The headline of this article flagged by google alerts as containing the term “moral injury” is this:

It is time to empty the prisons.

https://sfbayview.com/2020/03/it-is-time-to-empty-the-prisons/

In a marketing disconnect, the web URL of sfbayview.com really doesn’t seem to have anything to do with the SF or Bay area, but rather is a site devoted to:

Exciting, thought-provoking stories and commentary on the full range of Black trials and triumphs – covering the Black economy, politics, arts, education, history, current events, health, religion – and those of other communities, along with stunning color photography, fill the website and the pages of each paper,  a paper so popular that it disappears within hours of hitting the stands.

https://sfbayview.com/about/

However, a cursory review of the top stories shows that it appears to be primarily a website devoted to dismantling the criminal justice system (as this article suggests: empty the prisons). So I was curious as to where the term “moral injury” might appear. Curiously, it appears in the 4th paragraph in reference to prison guards:

Guards are working class people, mostly from poor communities. They, too, spend their daily lives inside prisons, and they too suffer daily degradation and moral injury from their sustained contact with the carceral state.

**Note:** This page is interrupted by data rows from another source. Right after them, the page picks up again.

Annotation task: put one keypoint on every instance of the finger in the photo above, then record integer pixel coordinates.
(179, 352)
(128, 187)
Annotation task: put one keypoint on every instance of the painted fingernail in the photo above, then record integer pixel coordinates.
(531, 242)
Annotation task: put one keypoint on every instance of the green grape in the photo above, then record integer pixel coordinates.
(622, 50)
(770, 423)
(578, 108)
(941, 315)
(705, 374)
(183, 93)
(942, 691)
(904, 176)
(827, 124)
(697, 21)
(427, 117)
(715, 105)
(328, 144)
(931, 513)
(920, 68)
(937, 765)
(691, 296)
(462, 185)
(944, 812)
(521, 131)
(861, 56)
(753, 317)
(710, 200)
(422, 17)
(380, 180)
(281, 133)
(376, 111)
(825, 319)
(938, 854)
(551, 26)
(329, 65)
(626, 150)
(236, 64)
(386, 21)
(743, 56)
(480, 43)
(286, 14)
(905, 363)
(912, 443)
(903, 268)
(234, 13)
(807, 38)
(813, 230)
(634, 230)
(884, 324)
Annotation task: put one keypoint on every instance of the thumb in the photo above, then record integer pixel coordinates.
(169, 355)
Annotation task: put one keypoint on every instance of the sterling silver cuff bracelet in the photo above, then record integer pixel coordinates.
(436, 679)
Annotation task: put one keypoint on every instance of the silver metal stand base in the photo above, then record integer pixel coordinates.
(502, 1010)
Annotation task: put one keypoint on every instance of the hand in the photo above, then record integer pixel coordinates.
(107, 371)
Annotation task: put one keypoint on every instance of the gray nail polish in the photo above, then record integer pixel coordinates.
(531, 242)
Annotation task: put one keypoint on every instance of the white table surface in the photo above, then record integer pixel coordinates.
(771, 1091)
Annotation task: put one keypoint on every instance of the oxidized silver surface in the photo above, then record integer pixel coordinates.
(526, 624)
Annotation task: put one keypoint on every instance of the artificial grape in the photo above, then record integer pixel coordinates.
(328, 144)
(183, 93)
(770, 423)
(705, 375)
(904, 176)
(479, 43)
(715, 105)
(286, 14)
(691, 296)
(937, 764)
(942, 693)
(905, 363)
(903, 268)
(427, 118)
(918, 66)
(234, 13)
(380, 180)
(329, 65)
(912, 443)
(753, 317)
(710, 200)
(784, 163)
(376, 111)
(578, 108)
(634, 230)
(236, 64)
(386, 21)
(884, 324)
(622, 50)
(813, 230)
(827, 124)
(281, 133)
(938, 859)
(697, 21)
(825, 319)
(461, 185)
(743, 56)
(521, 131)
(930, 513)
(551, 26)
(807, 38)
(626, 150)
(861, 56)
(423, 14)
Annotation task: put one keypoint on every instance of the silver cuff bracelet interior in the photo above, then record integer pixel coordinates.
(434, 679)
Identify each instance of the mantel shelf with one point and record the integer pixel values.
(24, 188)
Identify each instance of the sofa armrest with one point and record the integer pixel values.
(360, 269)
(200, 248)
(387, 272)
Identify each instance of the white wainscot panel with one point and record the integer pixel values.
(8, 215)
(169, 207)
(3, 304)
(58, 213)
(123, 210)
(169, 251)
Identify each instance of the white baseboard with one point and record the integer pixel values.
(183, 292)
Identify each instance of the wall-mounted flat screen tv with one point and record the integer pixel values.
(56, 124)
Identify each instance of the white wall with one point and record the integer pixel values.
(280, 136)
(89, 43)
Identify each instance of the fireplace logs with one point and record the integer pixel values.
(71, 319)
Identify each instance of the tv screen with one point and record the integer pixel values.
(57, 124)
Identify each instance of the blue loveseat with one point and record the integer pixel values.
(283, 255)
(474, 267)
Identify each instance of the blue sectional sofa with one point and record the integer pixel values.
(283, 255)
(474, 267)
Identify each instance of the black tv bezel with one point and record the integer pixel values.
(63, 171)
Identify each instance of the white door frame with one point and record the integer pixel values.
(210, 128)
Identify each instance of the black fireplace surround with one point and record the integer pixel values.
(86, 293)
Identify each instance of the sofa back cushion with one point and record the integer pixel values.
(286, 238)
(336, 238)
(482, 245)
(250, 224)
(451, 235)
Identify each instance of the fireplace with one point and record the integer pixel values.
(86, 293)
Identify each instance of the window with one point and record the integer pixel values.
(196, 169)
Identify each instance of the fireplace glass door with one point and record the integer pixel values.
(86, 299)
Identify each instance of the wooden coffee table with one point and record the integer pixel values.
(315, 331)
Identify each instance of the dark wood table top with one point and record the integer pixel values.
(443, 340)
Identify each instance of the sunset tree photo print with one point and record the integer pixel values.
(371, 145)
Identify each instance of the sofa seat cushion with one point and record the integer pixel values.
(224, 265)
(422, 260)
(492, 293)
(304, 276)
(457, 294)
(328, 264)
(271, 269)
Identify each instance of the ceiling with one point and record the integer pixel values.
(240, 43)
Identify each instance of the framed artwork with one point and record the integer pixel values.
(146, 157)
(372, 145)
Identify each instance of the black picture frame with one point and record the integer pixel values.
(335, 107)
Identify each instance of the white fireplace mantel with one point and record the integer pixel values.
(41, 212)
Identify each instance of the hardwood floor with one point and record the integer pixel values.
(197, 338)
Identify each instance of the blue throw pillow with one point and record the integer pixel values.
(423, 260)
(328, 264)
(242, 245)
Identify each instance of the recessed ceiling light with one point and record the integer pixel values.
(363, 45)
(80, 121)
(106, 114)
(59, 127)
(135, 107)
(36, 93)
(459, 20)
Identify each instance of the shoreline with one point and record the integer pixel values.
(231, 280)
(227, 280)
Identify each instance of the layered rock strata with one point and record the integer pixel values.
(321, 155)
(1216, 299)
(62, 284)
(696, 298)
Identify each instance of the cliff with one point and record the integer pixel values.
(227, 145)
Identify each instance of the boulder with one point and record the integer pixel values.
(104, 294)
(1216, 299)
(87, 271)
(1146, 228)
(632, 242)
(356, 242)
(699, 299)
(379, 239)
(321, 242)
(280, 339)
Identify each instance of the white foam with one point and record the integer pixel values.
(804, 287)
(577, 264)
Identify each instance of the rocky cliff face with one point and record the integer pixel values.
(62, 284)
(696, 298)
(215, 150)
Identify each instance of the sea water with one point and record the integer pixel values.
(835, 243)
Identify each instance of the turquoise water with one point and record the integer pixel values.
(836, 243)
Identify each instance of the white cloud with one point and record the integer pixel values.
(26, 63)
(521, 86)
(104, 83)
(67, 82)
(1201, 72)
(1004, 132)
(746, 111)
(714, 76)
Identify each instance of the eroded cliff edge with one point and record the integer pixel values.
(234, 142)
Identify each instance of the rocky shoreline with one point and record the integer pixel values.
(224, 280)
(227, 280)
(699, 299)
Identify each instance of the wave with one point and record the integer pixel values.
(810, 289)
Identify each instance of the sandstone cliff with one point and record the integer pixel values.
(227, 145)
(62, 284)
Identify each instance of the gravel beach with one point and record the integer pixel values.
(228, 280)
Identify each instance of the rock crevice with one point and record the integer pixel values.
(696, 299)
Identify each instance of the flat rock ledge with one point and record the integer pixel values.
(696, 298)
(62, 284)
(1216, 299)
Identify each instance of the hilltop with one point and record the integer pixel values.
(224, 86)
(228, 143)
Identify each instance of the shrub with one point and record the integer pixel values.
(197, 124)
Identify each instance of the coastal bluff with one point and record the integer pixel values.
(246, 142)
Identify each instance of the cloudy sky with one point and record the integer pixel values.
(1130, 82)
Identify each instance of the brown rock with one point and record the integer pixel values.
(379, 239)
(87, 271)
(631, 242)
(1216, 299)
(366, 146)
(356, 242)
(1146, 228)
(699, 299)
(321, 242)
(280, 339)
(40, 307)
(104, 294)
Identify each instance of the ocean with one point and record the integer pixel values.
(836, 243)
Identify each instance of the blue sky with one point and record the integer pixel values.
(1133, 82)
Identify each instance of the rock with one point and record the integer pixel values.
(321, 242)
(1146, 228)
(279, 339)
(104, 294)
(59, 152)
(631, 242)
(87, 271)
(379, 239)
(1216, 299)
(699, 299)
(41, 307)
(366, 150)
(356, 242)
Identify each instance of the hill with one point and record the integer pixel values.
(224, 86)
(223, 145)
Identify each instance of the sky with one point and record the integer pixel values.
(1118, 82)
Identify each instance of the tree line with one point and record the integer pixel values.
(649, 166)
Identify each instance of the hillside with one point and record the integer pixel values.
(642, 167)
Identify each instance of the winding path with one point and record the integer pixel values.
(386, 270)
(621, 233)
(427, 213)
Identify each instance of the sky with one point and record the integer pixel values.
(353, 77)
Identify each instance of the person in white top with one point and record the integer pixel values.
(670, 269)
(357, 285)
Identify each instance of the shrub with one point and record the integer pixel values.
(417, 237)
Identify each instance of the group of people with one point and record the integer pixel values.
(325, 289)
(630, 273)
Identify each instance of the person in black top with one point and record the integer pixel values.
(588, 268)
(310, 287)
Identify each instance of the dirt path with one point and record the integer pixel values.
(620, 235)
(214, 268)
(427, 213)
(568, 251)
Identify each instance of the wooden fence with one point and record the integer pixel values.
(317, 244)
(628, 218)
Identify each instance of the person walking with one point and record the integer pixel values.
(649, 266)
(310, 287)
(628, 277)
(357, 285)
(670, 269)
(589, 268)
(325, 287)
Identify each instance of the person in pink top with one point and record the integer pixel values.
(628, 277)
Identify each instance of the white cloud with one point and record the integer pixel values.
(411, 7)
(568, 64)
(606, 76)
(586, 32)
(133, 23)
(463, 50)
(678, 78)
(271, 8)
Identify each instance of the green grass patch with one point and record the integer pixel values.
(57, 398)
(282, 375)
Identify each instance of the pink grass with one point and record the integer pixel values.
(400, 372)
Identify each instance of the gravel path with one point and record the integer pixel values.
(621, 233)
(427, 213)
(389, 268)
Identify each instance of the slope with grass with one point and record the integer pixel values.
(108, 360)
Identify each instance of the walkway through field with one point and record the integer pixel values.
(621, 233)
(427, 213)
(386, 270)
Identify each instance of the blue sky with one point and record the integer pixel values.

As this site is about moral injury, I don’t want to dwell on the falsity that guards are “working class people, mostly from poor communities.” That’s certainly not true for federal corrections officers and can be more or less true depending on the state (for instance, the most sought after jobs in and around Leavenworth, KS are the highly competitive corrections officer positions at the 5 prisons scattered in the area. Again, I don’t want to devolve into the merits of criminal justice, criminal justice reform, etc. What I’m interested in is the context in which moral injury is being raised in.

First, given the newspaper’s purported focus, I thought that moral injury would appear in the context of “Black trials and triumphs” not in the context of prison guards. Thus, the article’s placement of the term in the context of the prison guards struck me as a blatant propaganda use of the term: an attempt to get the law and order types to focus on the guards rather than the incarcerated. I certainly think there are groups that have suffered moral injuries, American Blacks being among them. Thus, I was disappointed that they didn’t take the opportunity to highlight moral injuries suffered by their community, rather than as a propaganda head fake.

Co-opting terms and definitions seems to have become a blood sport in the US as of late, twisting terms to fit a tortured agenda (and to be clear, I’m not saying only one “side” does this, it seems to be universal). I wish instead, we could engage with the idea of moral injury in a dialogue free of hidden agendas.